One news report says some of the children who have endured this Mozart authoritarianism now find classical music unbearable. As one critical commentator said, they will probably “go into adulthood associating great music—the most bewitchingly lovely sounds on Earth—with a punitive slap on the chops.” This is what passes for education in Britain today: teaching kids to think “Danger!” whenever they hear Mozart’s Requiem or some other piece of musical genius.

Personally, I’m less bothered by the choice of music (which indicates little more than the desperate clinging of the chattering classes to pre-Victorian definitions of goodness, virtue and quality) than I am for the increasing parallels between the treatment of children who refuse (or simply fail) to conform to the contorted straight-jacket postures demanded of them by their parent societies, and the treatment of prisoners-of-dubious-legal-status in The War on an Abstract Noun ™. And look at how the subtext of the article, beneath the secretly-admiring hand-wringing over authority-run-amok, worries that classical music might be culturally devalued by this usage. Oh, horrors!

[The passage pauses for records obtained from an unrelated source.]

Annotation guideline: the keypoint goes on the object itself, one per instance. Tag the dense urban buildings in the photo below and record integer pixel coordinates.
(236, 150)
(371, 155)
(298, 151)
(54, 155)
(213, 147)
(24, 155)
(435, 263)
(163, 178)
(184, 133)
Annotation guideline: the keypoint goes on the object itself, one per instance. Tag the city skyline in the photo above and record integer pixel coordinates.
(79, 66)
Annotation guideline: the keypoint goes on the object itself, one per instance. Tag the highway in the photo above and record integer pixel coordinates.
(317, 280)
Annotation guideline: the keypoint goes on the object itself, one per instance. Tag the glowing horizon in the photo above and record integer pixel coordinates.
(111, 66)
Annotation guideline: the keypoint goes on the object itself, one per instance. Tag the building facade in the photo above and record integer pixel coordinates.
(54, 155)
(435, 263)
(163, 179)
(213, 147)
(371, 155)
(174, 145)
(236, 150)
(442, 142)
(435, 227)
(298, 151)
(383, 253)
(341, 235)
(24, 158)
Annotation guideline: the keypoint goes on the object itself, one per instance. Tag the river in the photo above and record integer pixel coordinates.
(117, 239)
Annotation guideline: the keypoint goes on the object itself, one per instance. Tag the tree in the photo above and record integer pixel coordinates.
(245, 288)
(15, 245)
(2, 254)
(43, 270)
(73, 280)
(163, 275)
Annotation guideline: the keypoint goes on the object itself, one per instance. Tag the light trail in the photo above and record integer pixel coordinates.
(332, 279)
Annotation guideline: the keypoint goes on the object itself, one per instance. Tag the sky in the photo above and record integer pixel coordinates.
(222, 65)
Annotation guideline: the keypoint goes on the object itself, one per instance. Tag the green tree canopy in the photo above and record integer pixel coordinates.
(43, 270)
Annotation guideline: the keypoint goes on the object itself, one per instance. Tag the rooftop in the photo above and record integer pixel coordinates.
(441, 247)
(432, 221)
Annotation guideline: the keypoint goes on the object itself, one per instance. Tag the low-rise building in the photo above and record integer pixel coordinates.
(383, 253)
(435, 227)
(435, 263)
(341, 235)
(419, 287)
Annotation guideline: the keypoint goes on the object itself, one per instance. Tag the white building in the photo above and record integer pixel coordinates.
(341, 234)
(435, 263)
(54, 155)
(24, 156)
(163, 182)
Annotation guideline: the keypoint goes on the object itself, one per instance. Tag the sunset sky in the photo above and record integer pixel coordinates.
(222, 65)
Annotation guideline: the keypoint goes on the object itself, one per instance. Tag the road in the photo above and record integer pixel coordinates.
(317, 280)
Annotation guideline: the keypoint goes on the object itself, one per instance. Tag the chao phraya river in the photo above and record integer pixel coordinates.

When disaffected kids turn to rioting and civil unrest – in the UK, the US and elsewhere, and soon – these starched authoritarians are the ones who will wonder what could possibly have driven them to such behaviour. What type of ingrates would try to smash the bars of the cage so graciously provided them? After all, it’s all done for their own good*.

[* – By “for their own good” they mean, of course, “for anyone else’s good but theirs”. I was in a really good mood this morning, too. ]

Musicians as futurists

If you want to get a passable guess at what the future will look like, maybe you should skip the science fiction shelves and head to the music department instead; The Guardian‘s John Naughton points out that David Bowie made some prescient statements about the current state of the music industry just under a decade ago, and that the Grateful Dead had sussed out a post-scarcity business model for a touring band long before anyone had started bandying that term about in connection with digital media – the latter of which is a riff off an article in the Atlantic which I seem to remember hearing somewhere else in the last week or so, quite possibly at TechDirt.

Of course, the Dead’s “vision” has long been the butt of snark from musicians and critics alike – only now does their anachronistic tribe-first model look like anything more than a weird hangover from the 60s. I very doubt Bowie was the only person who foresaw the impeding self-immolation of the recording industry – in fact, one would assume that a career in the pertinent industry as long as Bowie’s would be a, and I’m surprised that any mention of music and futurism together doesn’t warrant some words on Brian Eno… but Naughton’s post is a healthy reminder that proleptic predictions are as much a function of hindsight as they are of foresight, if not more so.